Substantial Changes in Working Conditions
- EU Directive. If the transfer involves a substantial change in working conditions to the detriment of an employee and the employee resigns in response, the employer is nonetheless regarded as having been responsible for the termination and the employee may under national law be entitled to severance benefits.
- Belgium. If the transfer involves a substantial change in working conditions to the detriment of an employee and the employee resigns in response, the employer is nonetheless regarded as having been responsible for the termination (constructive dismissal) and the employee may be entitled to severance benefits.
- France. The rule pursuant to which the employer remains responsible for the termination of employment in case the transfer involves a substantial change in working conditions to the detriment of an employee and the employment is terminated has not specifically been implemented under French law. However, general rules of French law tend to the same purpose since a refusal by an employee of a change in its working conditions does not allow the employer to consider that the employee has resigned but rather requires the employer to initiate a dismissal procedure.
- Germany. German law does not provide for an obligation to pay severance, even if the working conditions are subject to substantial changes to the detriment of the employee. Instead, the employee has a right to object to the transfer (see “Right to Object to the Transfer” below). Once the employee is transferred, there is no entitlement to severance benefits in case of a resignation. However, in case the transfer of undertaking involves a change in the business operation (Betriebsänderung) (e.g., a relocation or separation of the business operation), the works council may be entitled to demand negotiations on a reconciliation of interests and a social plan, under which the transferring employees may be entitled to compensation for any financial disadvantages of such change in business operation.
- Italy. As a general principle, employees continue to be employed by the transferee on the same terms and conditions on which they were employed by the transferor. The transferee cannot unilaterally change the terms of any existing employment agreement. Any reduction in employees’ rights must either be negotiated with works council in the context of the consultation procedure (see “Obligation to Consult”) or be subject of individual waivers signed before the labor authorities.
- UK. Changes made to the contractual terms of employees’ employment will generally be void and unenforceable by an employer1 if (i) the transfer is the sole or principal reason for the change, and (ii) the employer cannot show that the change was made as a result of an economic, technical or organizational reason entailing changes in the workforce. This rule is relaxed where the transfer is taking place in the context of the transferor’s insolvency. If the transfer involves a substantial change in working conditions to the detriment of an employee and the employee resigns in response prior to the transfer, the employee will be treated as having been dismissed and may be entitled to remedies for unfair dismissal.
Right to Object to the Transfer
- EU Directive. It is for the EU Member States to determine the implication of an employee deciding not to continue to work for the transferee.
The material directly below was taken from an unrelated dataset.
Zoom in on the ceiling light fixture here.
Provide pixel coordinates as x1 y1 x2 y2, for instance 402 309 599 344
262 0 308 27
- Belgium. In the absence of a substantial changes in working conditions (see “Substantial Changes in Working Conditions” above), an employee who decides not to continue to work for the transferee is deemed to have resigned. An employee cannot be forced to transfer.
- France. French rules on the transfer of undertaking do not permit to the employees to object to the transfer of their employment agreement. The transfer is an obligation for the transferor, the transferee as well as for the employee.
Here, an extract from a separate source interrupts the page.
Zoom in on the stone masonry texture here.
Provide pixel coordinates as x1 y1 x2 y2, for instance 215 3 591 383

- Germany. The employee may object in writing to the transfer within a period of one month after having received an employee information letter, including, inter alia, correct and complete information on the legal, economic and social consequences of the transfer for the employees (see “Obligation to Provide Information”). The one-month objection period only commences upon receipt of correct and complete employee information letter; an incorrect or incomplete employee information letter results in an unlimited objection right of the employees that is only subject to general forfeiture rules. In case an employee exercises the right to object, he or she does not transfer to the transferee and will remain with the transferor, risking that the employment relationship will be terminated by the transferor based on redundancy.
- Italy. If their working conditions change materially during the three-month period following the transfer of the business concern, the transferred employees would be entitled to resign for cause.
- UK. Under TUPE, an employee is entitled to object to the transfer of their employment. Their employment will then be treated as terminating at the time of the transfer. The employee will have no remedy in connection with the termination of their employment and will effectively be treated as having resigned.
Contracting Out
- EU Directive. Any purported waiver by an employee of rights under the Directive is deemed to be invalid as a matter of public policy.
- Belgium. Any purported waiver by an employee of rights under the Directive or CBA 32bis is deemed to be invalid as a matter of public policy. Such waiver cannot be validly negotiated by the union organizations and laid down in a CBA concluded at the time of the transfer: such CBA is deemed to be invalid. However, case law and legal doctrine consider that an employee can validly refuse to be transferred and remain with his current employer but only if the latter accepts.
- France. Any purported waiver by an employee of rights under the Directive is deemed to be invalid as a matter of public policy.
- Germany. In general, a purported waiver by an employee of rights under Section 613a of the German Civil Code is deemed to be invalid.
- Italy. Any provision with the purpose to exclude or limit the application of the law is void.
- UK. Parties cannot contract out of the application of TUPE.
[1] Note that where changes have been made in breach of TUPE, an employee may “cherry-pick” by enforcing a newly introduced term that is otherwise void under TUPE, while still relying on the terms that applied prior to the amendment where it suits the employee to do so.